Simian immunodeficiency virus (SIV)-infected macaques on long-term combination antiretroviral treatment (cART) showed evidence of significant astrocyte activation in the lumbar spinal cord despite non-detectable SIV viral load. (**A, B**) Representative images of lumbar spinal cord from a control (A) and SIV-infected, cART-treated (B) macaques immunostained for the astrocyte marker glial fibrillary acidic protein (GFAP; brown staining indicates positive immunoreactivity). (C) cART-treated animals showed markedly increased GFAP expression in the gray matter compared to controls (p = 0.016, Mann-Whitney). (D) GFAP expression was also significantly higher in the white matter of cART-treated animals, although to a lesser degree (p = 0.021, Mann-Whitney). ROI, region of interest.

Similar to the untreated SIV-infected macaques, animals treated with long-term cART had markedly decreased ENF density at the time of necropsy.

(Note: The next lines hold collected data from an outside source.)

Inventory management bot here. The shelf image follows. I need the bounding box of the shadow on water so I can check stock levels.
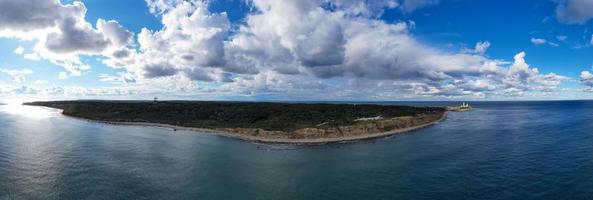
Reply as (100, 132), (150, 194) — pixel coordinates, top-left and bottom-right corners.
(0, 101), (593, 199)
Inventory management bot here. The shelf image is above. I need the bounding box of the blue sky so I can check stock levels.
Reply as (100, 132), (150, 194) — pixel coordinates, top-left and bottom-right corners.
(0, 0), (593, 100)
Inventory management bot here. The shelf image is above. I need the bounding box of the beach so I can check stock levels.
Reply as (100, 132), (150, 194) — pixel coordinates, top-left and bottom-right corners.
(65, 111), (448, 145)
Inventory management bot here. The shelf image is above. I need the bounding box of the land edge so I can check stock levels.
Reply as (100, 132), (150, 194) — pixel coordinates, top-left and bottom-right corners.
(34, 106), (450, 145)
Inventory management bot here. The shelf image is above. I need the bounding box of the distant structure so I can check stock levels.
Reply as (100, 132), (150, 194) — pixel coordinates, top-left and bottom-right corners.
(447, 102), (472, 112)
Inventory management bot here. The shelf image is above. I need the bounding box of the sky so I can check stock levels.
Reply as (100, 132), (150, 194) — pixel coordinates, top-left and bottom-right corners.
(0, 0), (593, 101)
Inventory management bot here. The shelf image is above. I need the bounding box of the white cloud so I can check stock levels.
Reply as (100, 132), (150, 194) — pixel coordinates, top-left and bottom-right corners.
(13, 46), (25, 55)
(0, 0), (131, 76)
(463, 41), (490, 55)
(531, 38), (548, 45)
(24, 53), (41, 60)
(0, 69), (33, 83)
(556, 0), (593, 24)
(0, 0), (567, 99)
(580, 68), (593, 92)
(402, 0), (439, 12)
(531, 38), (559, 47)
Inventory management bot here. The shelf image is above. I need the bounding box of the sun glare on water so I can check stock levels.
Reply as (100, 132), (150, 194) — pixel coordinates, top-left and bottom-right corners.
(0, 101), (60, 118)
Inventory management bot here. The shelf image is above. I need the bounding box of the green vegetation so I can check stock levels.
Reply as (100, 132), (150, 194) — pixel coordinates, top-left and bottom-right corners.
(25, 101), (445, 132)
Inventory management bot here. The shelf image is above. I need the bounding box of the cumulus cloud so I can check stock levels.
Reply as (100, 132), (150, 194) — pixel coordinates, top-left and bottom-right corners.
(556, 0), (593, 24)
(463, 41), (490, 55)
(0, 0), (132, 76)
(0, 69), (33, 83)
(0, 0), (568, 99)
(103, 0), (567, 98)
(13, 46), (25, 55)
(402, 0), (439, 12)
(580, 68), (593, 92)
(531, 38), (559, 47)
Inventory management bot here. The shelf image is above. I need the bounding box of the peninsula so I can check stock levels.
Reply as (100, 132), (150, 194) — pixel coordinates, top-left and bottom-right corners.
(25, 100), (447, 144)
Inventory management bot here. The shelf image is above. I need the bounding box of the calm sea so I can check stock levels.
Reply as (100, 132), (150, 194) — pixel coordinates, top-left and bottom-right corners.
(0, 101), (593, 200)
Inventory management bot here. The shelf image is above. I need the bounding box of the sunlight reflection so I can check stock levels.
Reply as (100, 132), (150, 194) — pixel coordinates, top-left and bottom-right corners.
(0, 101), (61, 119)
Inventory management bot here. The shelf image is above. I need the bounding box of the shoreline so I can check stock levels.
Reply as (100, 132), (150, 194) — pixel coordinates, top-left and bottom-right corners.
(61, 108), (449, 145)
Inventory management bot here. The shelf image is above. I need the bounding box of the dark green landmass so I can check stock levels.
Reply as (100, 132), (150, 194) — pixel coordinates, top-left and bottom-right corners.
(25, 101), (445, 132)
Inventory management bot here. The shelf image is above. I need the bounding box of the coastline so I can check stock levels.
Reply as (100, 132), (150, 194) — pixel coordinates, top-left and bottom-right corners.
(59, 109), (449, 145)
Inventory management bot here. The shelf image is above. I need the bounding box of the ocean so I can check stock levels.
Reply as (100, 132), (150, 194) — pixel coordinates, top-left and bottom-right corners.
(0, 101), (593, 200)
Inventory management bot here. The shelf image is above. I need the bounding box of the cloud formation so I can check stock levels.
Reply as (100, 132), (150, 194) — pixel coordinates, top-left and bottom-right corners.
(0, 69), (33, 83)
(0, 0), (568, 98)
(556, 0), (593, 24)
(0, 0), (132, 76)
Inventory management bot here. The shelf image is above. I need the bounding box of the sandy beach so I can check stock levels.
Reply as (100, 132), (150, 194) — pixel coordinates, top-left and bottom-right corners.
(65, 112), (448, 145)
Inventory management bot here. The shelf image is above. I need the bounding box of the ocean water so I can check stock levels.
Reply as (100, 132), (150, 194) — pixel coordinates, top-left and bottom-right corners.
(0, 101), (593, 200)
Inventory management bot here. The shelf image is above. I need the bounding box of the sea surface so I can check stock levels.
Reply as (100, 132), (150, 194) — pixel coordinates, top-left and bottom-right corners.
(0, 101), (593, 200)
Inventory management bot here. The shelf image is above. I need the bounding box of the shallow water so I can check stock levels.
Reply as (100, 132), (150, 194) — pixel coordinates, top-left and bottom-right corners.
(0, 101), (593, 199)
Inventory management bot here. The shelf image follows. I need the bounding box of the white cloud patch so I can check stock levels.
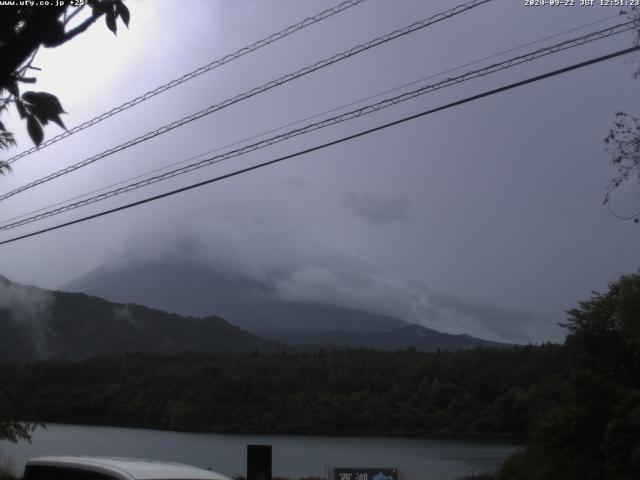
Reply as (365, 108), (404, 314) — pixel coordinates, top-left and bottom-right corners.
(342, 192), (411, 225)
(0, 276), (53, 358)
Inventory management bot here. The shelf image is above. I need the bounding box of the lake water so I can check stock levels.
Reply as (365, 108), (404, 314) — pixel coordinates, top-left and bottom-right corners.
(0, 424), (519, 480)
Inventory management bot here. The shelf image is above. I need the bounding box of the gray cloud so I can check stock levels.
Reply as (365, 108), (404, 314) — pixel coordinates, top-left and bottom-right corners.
(0, 276), (53, 358)
(119, 219), (536, 342)
(342, 192), (411, 225)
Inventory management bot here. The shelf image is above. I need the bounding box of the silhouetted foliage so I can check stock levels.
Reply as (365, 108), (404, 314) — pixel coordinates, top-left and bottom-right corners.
(0, 0), (130, 174)
(0, 345), (565, 438)
(603, 7), (640, 223)
(499, 275), (640, 480)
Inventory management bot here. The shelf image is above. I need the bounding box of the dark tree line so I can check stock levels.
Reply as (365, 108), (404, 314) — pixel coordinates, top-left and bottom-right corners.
(0, 345), (566, 438)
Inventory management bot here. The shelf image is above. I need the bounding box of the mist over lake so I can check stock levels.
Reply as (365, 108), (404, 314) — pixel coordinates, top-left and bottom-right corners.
(0, 424), (519, 480)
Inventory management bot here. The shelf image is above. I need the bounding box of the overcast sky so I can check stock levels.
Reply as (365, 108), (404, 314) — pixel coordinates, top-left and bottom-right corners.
(0, 0), (640, 342)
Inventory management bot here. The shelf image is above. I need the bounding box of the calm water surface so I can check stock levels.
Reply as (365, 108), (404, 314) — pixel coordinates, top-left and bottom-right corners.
(0, 424), (519, 480)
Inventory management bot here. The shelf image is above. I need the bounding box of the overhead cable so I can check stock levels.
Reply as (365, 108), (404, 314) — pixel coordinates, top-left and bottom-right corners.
(0, 46), (640, 245)
(0, 21), (638, 230)
(0, 0), (492, 201)
(0, 14), (620, 229)
(7, 0), (365, 164)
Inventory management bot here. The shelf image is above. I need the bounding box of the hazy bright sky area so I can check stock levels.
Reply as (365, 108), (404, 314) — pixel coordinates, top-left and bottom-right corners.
(0, 0), (640, 343)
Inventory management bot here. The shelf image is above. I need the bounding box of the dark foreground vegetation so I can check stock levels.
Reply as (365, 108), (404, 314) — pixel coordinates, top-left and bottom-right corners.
(0, 275), (640, 480)
(0, 345), (566, 438)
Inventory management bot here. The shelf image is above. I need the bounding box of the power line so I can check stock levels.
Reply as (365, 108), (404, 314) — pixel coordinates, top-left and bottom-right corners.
(0, 21), (638, 230)
(7, 0), (365, 164)
(0, 0), (492, 201)
(0, 46), (640, 245)
(0, 14), (634, 230)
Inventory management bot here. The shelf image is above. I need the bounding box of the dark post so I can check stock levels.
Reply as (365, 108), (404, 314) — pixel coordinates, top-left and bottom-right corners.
(247, 445), (271, 480)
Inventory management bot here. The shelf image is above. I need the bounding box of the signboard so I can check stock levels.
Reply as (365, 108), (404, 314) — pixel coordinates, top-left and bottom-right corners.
(332, 467), (400, 480)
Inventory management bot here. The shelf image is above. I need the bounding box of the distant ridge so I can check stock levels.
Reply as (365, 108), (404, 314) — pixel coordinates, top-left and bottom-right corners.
(61, 257), (511, 352)
(0, 277), (286, 362)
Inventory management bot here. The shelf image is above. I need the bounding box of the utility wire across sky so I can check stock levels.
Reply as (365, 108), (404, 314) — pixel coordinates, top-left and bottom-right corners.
(0, 46), (640, 245)
(0, 21), (639, 230)
(0, 14), (620, 230)
(7, 0), (366, 164)
(0, 0), (492, 201)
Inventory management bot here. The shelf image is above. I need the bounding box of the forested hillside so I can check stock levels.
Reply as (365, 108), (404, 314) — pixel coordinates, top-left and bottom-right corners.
(0, 345), (566, 438)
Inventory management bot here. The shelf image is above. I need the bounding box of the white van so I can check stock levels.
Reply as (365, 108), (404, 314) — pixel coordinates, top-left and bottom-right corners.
(23, 456), (231, 480)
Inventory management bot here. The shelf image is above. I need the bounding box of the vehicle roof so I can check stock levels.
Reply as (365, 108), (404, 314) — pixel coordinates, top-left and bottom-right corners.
(27, 456), (231, 480)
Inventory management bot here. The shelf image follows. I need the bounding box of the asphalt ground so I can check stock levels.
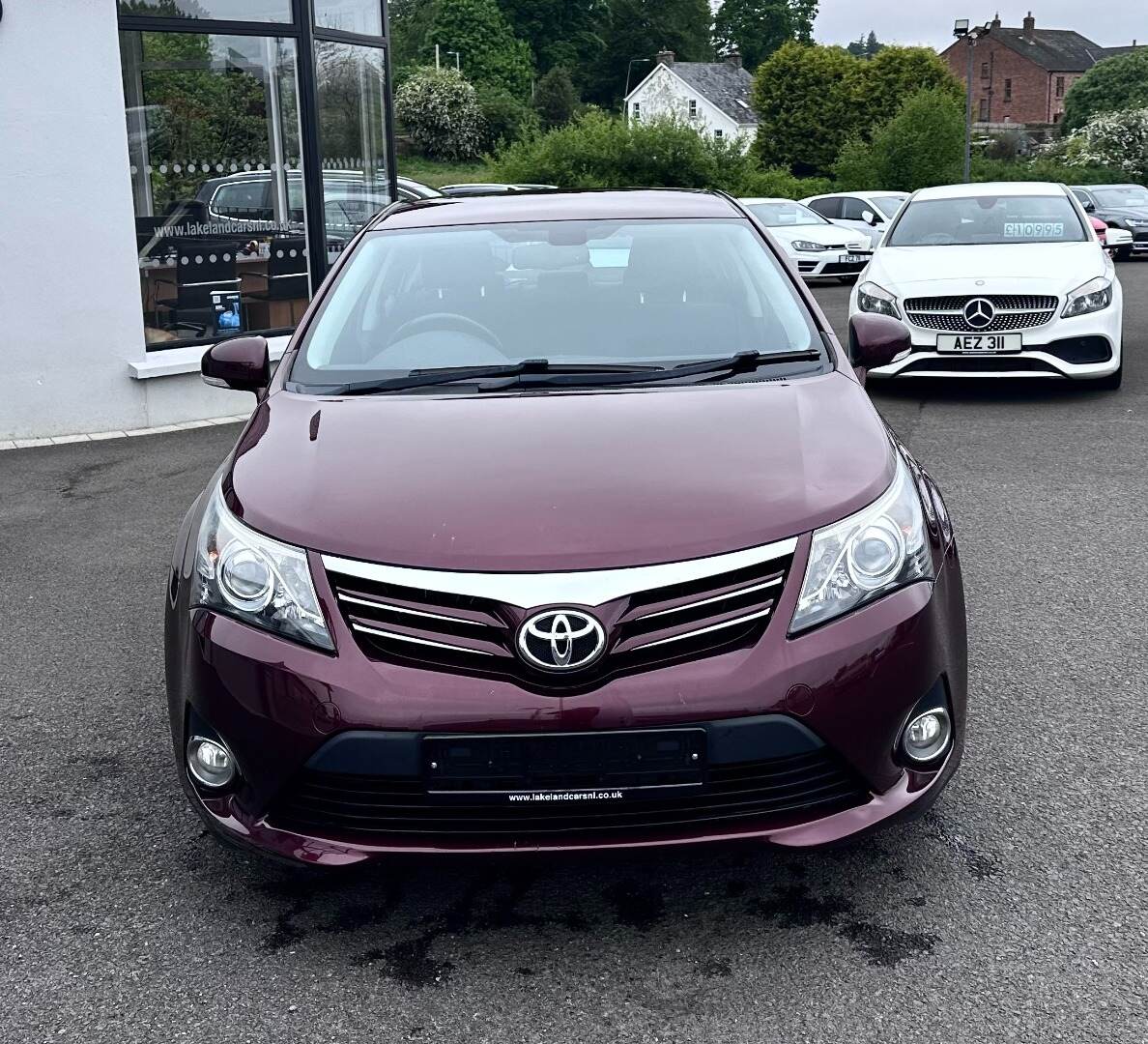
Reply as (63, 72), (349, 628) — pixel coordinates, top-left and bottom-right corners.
(0, 262), (1148, 1044)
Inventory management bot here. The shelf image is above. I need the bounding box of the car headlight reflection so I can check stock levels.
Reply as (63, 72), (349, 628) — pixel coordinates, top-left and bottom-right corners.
(191, 487), (335, 649)
(1064, 276), (1112, 319)
(789, 453), (933, 634)
(857, 282), (902, 319)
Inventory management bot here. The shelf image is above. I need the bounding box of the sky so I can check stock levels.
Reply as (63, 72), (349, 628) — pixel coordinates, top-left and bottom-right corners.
(813, 0), (1148, 49)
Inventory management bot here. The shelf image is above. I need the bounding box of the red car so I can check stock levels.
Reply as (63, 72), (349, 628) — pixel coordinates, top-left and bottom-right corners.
(166, 190), (966, 865)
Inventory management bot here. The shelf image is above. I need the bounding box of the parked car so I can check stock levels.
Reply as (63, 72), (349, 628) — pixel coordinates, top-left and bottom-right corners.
(1073, 185), (1148, 261)
(849, 182), (1124, 389)
(442, 182), (558, 195)
(741, 197), (873, 282)
(166, 190), (966, 865)
(801, 191), (909, 246)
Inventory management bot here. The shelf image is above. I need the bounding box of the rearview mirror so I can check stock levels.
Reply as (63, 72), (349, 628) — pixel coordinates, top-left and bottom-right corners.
(849, 313), (912, 372)
(200, 336), (271, 395)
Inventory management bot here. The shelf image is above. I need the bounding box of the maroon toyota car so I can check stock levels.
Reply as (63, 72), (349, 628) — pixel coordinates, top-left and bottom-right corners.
(166, 189), (965, 865)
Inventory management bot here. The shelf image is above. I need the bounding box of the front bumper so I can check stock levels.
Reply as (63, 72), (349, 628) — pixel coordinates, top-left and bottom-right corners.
(863, 282), (1124, 380)
(167, 537), (966, 865)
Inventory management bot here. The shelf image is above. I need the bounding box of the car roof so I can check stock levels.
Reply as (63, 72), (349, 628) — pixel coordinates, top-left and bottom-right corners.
(370, 188), (741, 230)
(912, 182), (1064, 202)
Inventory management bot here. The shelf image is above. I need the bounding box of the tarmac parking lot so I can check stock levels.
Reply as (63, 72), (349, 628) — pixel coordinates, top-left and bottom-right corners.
(0, 262), (1148, 1044)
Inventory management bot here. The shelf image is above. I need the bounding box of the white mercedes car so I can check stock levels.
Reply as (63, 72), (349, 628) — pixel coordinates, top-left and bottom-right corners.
(741, 199), (873, 282)
(849, 182), (1124, 389)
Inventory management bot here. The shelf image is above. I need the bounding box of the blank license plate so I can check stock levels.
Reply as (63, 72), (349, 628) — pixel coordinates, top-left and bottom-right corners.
(936, 334), (1024, 354)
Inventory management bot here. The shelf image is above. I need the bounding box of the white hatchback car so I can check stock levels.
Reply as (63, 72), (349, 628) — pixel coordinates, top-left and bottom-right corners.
(849, 182), (1124, 389)
(741, 197), (873, 282)
(801, 191), (909, 246)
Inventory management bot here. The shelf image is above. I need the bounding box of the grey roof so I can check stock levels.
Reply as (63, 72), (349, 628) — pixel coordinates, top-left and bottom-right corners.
(990, 26), (1119, 72)
(655, 62), (758, 124)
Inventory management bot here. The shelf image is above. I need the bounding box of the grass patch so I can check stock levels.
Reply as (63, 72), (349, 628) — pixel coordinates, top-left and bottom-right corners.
(398, 157), (499, 188)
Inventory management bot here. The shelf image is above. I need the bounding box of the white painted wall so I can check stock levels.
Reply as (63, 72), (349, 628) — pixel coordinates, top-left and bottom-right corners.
(0, 0), (250, 440)
(625, 66), (756, 145)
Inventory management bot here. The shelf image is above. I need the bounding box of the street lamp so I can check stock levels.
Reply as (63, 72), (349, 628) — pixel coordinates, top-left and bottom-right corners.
(953, 18), (990, 183)
(622, 59), (653, 99)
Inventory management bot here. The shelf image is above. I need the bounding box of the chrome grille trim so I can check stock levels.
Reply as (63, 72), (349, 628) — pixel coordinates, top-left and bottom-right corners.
(352, 621), (494, 655)
(634, 576), (783, 622)
(323, 536), (796, 619)
(337, 592), (490, 627)
(633, 609), (771, 652)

We did not find a significant correlation between GFAP and ENF loss among cART-treated animals (p = 0.92, r = 0.20, data not shown); however, this may be related to the small number of cART treated animals from which paraffin-embedded lumbar spinal cord was available (n = 4). Additionally, there was no significant association between spinal cord CCL2 expression and ENF density among cART-treated animals (p = 0.083, r = 0.90, data not shown).

DISCUSSION

SIV-infected macaques have served as the preeminent animal model for studying HIV pathogenesis for over 2 decades; however, spinal cord neuropathology has not been reported in detail in the SIV/macaque model. Together, our findings demonstrate that the spinal cord, like the brain, is an important CNS site of SIV viral replication in untreated animals and that a subset of neuroinflammatory changes persist in the spinal cord despite virally-suppressive cART. In untreated animals killed during terminal disease (84 days p.i.), high levels of SIV RNA strongly correlated with increasing expression of the macrophage/microglia activation marker CD68 and robust induction of the innate immune signaling mediators TNF and CCL2. These findings are similar to those in the brain, and we observed significant correlation between the degree of CD68 expression in the lumbar spinal cord and the basal ganglia of these animals (p = 0.014, data not shown). In animals that received long-term cART, levels of CD68 immunostaining and TNF gene expression in the spinal cord were not statistically different from uninfected controls, but astrocyte activation, as measured by GFAP immunostaining, was markedly elevated along with increased CCL2 gene expression. This is in contrast to findings in the brain of cART-treated animals, as previously reported by Zink et al (23), where GFAP expression was not significant different from control values, but CD68 and TNF expression were elevated.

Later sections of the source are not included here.